The Siege of Lucknow, June– November 1857 (Part 2)
Now realizing the strength of the force opposing him, Lawrence ordered the men in the Muchhee Bhowan to withdraw from their position under cover of darkness and blow it up. Lieutenant-Colonel John Inglis of the 32nd, the second-in-command, writing to Calcutta with a report on the situation, identified the chief danger as well as his disappointment with Lawrence’s handling of the defence:-
Our heaviest losses have been caused by fire from the enemy’s sharpshooters, stationed in the adjoining mosques and houses of the native nobility, the necessity of destroying which had been repeatedly drawn to the attention of Sir Henry [Lawrence] by the staff of engineers.
As soon as the enemy had thoroughly completed the investment of the Residency they occupied these houses, some of which were within easy pistol shot of our barricades, in immense force, and rapidly made loopholes on those sides which bore on our post, from which they kept up a terrific and incessant fire, day and night, which caused us many daily casualties.
Moreover, there was no place in the whole of our works that could be considered safe, for several of the sick and wounded, lying in the banqueting hall, which had been turned into a hospital, were killed in the very center of the building.
Lawrence himself did not survive for long. On 2 July he was mortally wounded in his room by an exploding shell, and he died two days later.
Command devolved upon Inglis, who received a promotion to brigadier-general. Inglis took immediate action, launching a series of sorties against the mutineers’ forward posts and spiking their guns, thus raising the garrison’s battered morale and steeling it against the occasional attacks and regular sniping.
The siege settled into a wearisome contest punctuated by intermittent artillery bombardments, the regular rattle of musket fire, and constant sniping. On some days the mutineers would launch concerted attacks against the defenders, but all such forays were driven back, sometimes with heavy losses.
The outposts were obliged to remain ever-vigilant for fear of being overrun. A captain of the 25th Native Infantry, having fortified his house, described what would befall the whole of the garrison in the event of defeat:-
We well knew what we had to expect if we were defeated, and therefore each individual fought for his very life. Each loophole displayed a steady flash of musketry, as defeat would have been certain death to every soul in the garrison.
During this time even the poor wounded men ran out of the hospital, and those who had wounds in their legs threw away their crutches and deliberately knelt down and fired as fast as they could; others, who could do little else, loaded the muskets.
In time, as musketry was shown to be relatively ineffective against the British defences, the rebels adopted the practice of mining. Inglis’s engineers dug counter-mines and fought bitterly in the tunnels beneath the Residency walls, generally gaining the upper hand over the attackers. Nevertheless, on 10 August, the rebels managed to detonate a mine which destroyed 20ft (18m) of the defences and part of a house, in so doing creating a large enough breach to invite attack.
The explosion may have been premature, for the handful of mutineers who actually made for the gap were shot down or driven off by a devastating fire directed from the rooftop of the mess-house.
The mutineers were only one of the dangers facing those besieged in the Residency.
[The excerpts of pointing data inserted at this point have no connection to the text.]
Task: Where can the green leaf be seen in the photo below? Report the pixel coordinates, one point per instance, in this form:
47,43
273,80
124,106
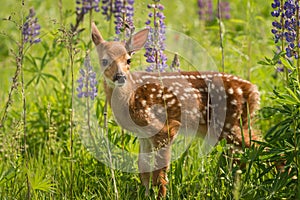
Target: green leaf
287,63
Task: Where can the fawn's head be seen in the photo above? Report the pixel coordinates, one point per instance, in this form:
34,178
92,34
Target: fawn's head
115,57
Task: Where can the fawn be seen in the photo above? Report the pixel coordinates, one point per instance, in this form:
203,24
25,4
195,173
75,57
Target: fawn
158,106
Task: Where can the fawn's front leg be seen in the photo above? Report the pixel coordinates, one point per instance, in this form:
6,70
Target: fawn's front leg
162,145
144,163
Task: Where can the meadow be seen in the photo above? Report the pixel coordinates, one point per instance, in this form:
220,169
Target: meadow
43,146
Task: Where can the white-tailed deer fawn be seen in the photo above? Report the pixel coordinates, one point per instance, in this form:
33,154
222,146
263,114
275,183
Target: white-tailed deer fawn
158,106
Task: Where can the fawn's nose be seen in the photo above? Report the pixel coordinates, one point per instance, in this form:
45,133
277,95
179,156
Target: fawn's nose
120,78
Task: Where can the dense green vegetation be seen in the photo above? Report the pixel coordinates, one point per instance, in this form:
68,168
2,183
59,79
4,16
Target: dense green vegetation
47,158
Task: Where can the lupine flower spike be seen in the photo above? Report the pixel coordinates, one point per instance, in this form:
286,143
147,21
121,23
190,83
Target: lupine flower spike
206,12
155,44
31,29
123,13
84,6
285,27
87,83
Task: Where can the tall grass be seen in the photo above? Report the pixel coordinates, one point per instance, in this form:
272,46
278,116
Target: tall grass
58,164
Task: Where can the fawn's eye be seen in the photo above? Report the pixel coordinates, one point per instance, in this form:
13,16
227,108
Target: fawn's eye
104,62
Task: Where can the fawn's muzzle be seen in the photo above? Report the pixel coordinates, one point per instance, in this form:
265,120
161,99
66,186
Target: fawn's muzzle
120,78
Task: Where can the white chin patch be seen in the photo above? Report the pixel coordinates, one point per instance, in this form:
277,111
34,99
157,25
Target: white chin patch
119,84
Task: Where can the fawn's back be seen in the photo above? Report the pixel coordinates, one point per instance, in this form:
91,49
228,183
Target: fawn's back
192,99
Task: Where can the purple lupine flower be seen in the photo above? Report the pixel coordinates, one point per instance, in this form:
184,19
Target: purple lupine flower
205,10
87,83
84,6
175,66
107,9
124,12
225,10
285,28
155,44
31,28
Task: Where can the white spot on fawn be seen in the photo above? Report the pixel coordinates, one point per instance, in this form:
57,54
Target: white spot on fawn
230,91
228,125
233,102
239,91
144,103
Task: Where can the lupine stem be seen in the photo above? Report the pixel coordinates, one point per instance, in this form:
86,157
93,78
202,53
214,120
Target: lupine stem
221,34
298,37
109,153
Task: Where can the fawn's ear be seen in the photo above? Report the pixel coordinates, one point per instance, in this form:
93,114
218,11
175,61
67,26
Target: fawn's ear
137,41
96,35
A quieter, but equally deadly, enemy operated from within. Overcrowding and poor sanitation made an excellent breeding ground for diseases such as cholera, dysentery and small-pox, all exacerbated by the virtual impossibility of disposing of the dead. The women behaved with extreme patience and at times valor, undertaking nursing duties, improvising uniforms for soldiers, keeping ration records and lists of casualties, collecting firewood, and bringing tea and alcohol to the men manning the defences.
By the end of the siege, as many people had died of, or were incapacitated by, disease as by enemy fire. A chronic shortage of food, which resulted in scurvy and other diseases, compounded other problems, such as heatstroke, trauma, rashes, boils and nervous strain, all of which exacted a daily toll.
Doctors were scarce, though it is of note that amongst the garrison was Dr William Brydon, who had reached Jellalabad as one of the last survivors of the army that had left Kabul on its disastrous retreat in 1842 during the Afgan war.
Without adequate space for care of the wounded and sick, those without beds lay in rows on the floor, surrounded by flies and the dreadful stench of gangrene and decomposition. Still, those who could stand and fight did so when the alarm was sounded; the less fit loaded weapons if they had the strength to do so. All were acutely aware that their lives depended on a successful defence, for the fall of the Residency would result in wholesale massacre.